The words Trump's most radical followers should (but won't) hear

So long as he refuses to concede the race and acknowledge the legitimacy of Biden's victory, Trump's most radical followers won't stand down.


After helping incite a deadly insurrectionist attack on the U.S. Capitol last week, Donald Trump was apparently convinced by aides to denounce violent tactics. This week, he issued an official written White House statement that read in part, "In light of reports of more demonstrations, I urge that there must be NO violence, NO lawbreaking and NO vandalism of any kind."

Later, he recorded a video from the Oval Office in which he went considerably further. Reading from a prepared script, Trump said, "Violence and vandalism have absolutely no place in our country, and no place in our movement.... Mob violence goes against everything I believe in and everything our movement stands for. No true supporter of mine could ever endorse political violence."

The Republican added, "If you do any of these things you are not supporting our movement. You are attacking it and you are attacking our country. We cannot tolerate it."

The hope was that these words might help discourage violent confrontations. But Politico reported that the video "barely made a dent in the groundswell of extremism" among his most radicalized followers. One of the apparent problems is that Trump, even now, hasn't conceded.

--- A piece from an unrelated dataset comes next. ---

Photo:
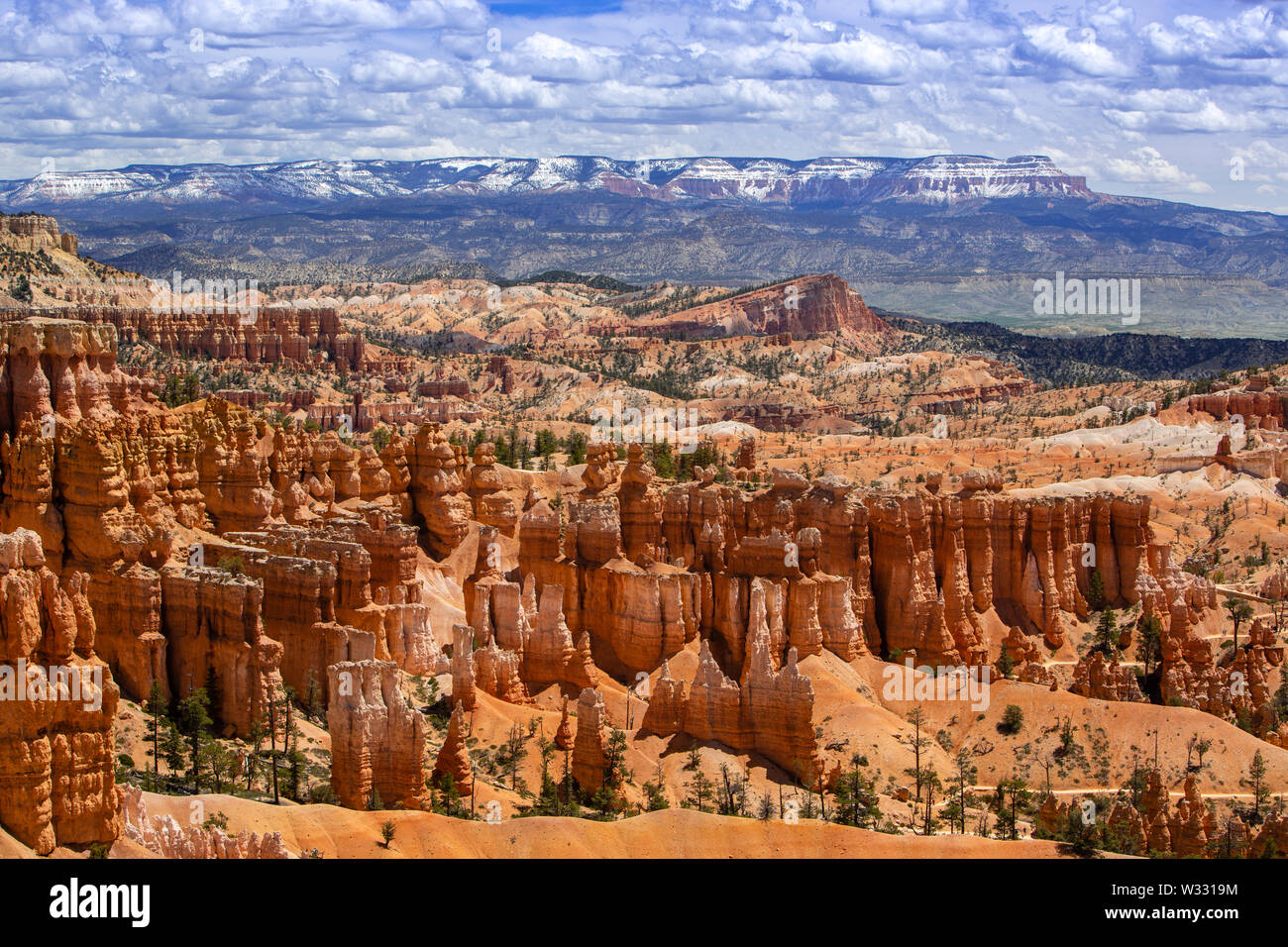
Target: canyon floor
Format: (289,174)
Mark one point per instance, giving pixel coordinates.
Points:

At the root of these extremists' continued fervor is a key observation: Trump still has not acknowledged that the election was legitimate and admitted his defeat to Biden. In his video on Wednesday, the president did not acknowledge he had lost the November election. And by not doing so, the outgoing president is seen as giving tacit approval to his followers' plans to wage war against the political establishment.

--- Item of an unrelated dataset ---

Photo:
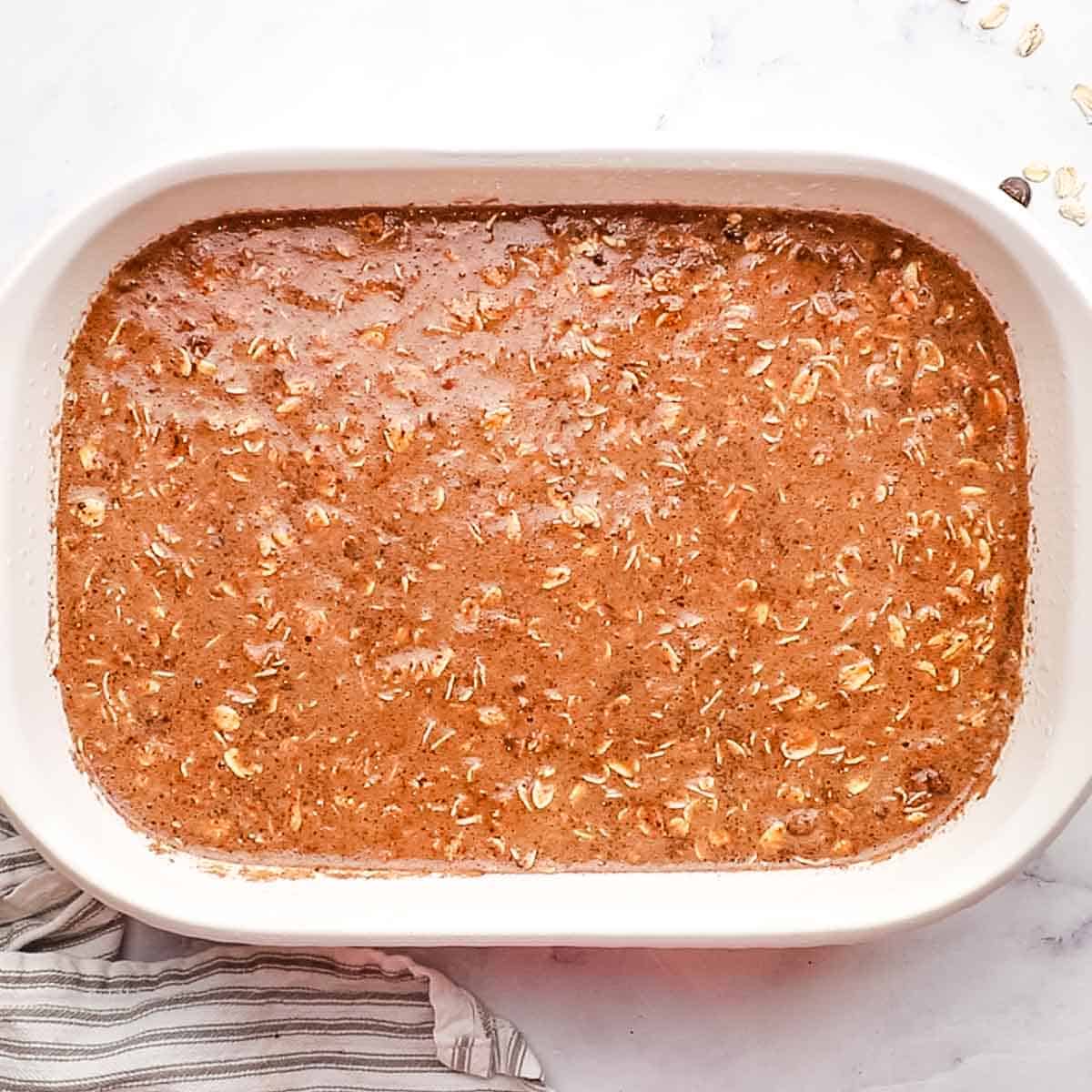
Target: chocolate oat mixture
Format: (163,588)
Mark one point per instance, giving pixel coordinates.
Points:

The Politico article added that the pro-Trump extremists have come to believe the video was merely a ruse to fool the American mainstream, "while urging his followers to keep preparing for potential violent clashes."

In other words, his radicalized followers perceive a wink and a nod: Trump may have said he's against violence, but so long as he refuses to concede the race and acknowledge the legitimacy of Biden's election victory, extremists' fervor will continue.

The obvious question is whether Trump is prepared to send an unmistakable signal to the militants, possibly reducing the risk of harm. I suspect we know the answer to that question.